I made it a rule to forbear all direct contradiction to the sentiments of others, and all positive assertion of my own. I even forbid myself…the use of every word or expression in the language that imported a fix’d opinion, such as certainly, undoubtedly, etc., and I adopted, instead of them, I conceive, I apprehend, or I imagine a thing to be so or so; or it so appears to me at present. When another asserted something that I thought an error, I deny’d myself the pleasure of contradicting him abruptly, and of showing immediately some absurdity in his proposition…
And this worked great for him because it made him more friends:
The modest way in which I propos’d my opinions procur’d them a readier reception and less contradiction; I had less mortification when I was found to be in the wrong, and I more easily prevail’d with others to give up their mistakes and join with me when I happened to be in the right.
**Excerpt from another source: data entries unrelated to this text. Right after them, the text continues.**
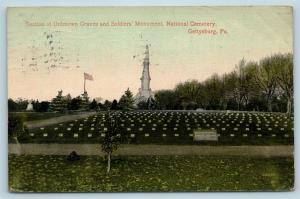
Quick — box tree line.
[8,53,294,113]
[155,53,294,113]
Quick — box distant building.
[134,45,154,105]
[80,91,90,110]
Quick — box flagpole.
[83,75,85,93]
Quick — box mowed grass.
[16,111,294,145]
[9,155,294,192]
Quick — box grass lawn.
[9,155,294,192]
[8,112,76,121]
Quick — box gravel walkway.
[8,144,294,157]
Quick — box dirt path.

The Difference Between Humility and People-Pleasing
Our culture hates dogmatism: people hate it when you think you have the final answer to anything. Because postmodernism has stripped us of our absolutes, we are hyper-sensitive to them. Which is why being that guy is one of the worst things you can be today. And since this offends people so much, we Christians have learned to side-step the truth, to candy-coat it and make it more palatable to our fellow humans. We’ve learned, as Franklin did, to begin sentences with “I feel like,” and add in a couple “you knows” for good measure. We just don’t state our minds anymore. Which makes for a really funny dynamic as observed by this comedian in a clip I’ll never forget.
Look, I think saying “I feel” and “you know” is perfectly fine—it’s not a sin—most of the time, but I hear it bleed into conversations which should most certainly begin with “I know,” or “I believe,” and it makes me grieve our loss of passion, conviction, and meaning. We’ve bought the lie that this makes us sound humble, but all it does is make us feel better about being snarky, almost like saying “bless your heart” after everything.
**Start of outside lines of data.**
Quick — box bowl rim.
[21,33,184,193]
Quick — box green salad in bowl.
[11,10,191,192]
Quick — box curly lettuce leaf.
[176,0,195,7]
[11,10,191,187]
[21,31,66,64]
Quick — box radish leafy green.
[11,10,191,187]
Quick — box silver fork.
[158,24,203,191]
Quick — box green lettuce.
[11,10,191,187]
Humility isn’t about creating a humble social persona, but about forgetting about your social persona altogether. We live to discuss events and ideas, not to watch ourselves discussing them. “Humility isn’t thinking less of yourself, but thinking of yourself less.” You can be passionate and humble at the same time, so let’s get at least that straight.
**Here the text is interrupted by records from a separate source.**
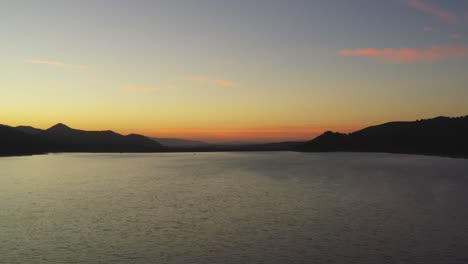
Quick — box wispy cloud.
[403,0,458,24]
[339,46,468,63]
[26,60,89,70]
[450,34,463,39]
[423,27,439,32]
[183,76,239,87]
[124,85,174,92]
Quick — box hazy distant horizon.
[0,0,468,142]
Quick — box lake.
[0,152,468,264]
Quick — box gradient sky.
[0,0,468,141]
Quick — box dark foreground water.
[0,153,468,264]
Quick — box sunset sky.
[0,0,468,141]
Christians Who Remain Christians
Albert Camus, a 20th century French philosopher, saw some of this passivity in the church (no doubt a result of the same well-meaning people trying to make the Truth less offensive), and he called it out. Camus wasn’t a Christian, but even he could recognize the junk that comes from passive false-humility:
I shall not try to change anything that I think or anything that you think…in order to reach a reconciliation that would be agreeable to all. On the contrary, what I feel like telling you today is that the world needs real dialogue, that falsehood is just as much the opposite of dialogue as is silence, and that the only possible dialogue is the kind between people who remain what they are and speak their minds. This is tantamount to saying that the world of today needs Christians who remain Christians. The other day at the Sorbonne, speaking to a Marxist lecturer, a Catholic priest said in public that he too was anticlerical. Well, I don’t like priests who are anticlerical any more than philosophies that are ashamed of themselves. ~Albert Camus
We have to know who we are and why we believe what we believe—about anything. If you have an opinion, own it, otherwise give it back to the person you got it from and don’t try to pass that blank check off to your fellow humans in hopes they don’t blow the whistle on you. It’s true, our culture is offended by the Truth; and sure, let’s not add to that offense with our pathetic egos. But let’s not back down either. I think we need to address our humans with eye-contact and a firm handshake, not a cool, ironic shrug of the shoulders. And, as Camus said, I think that’s what they really want too.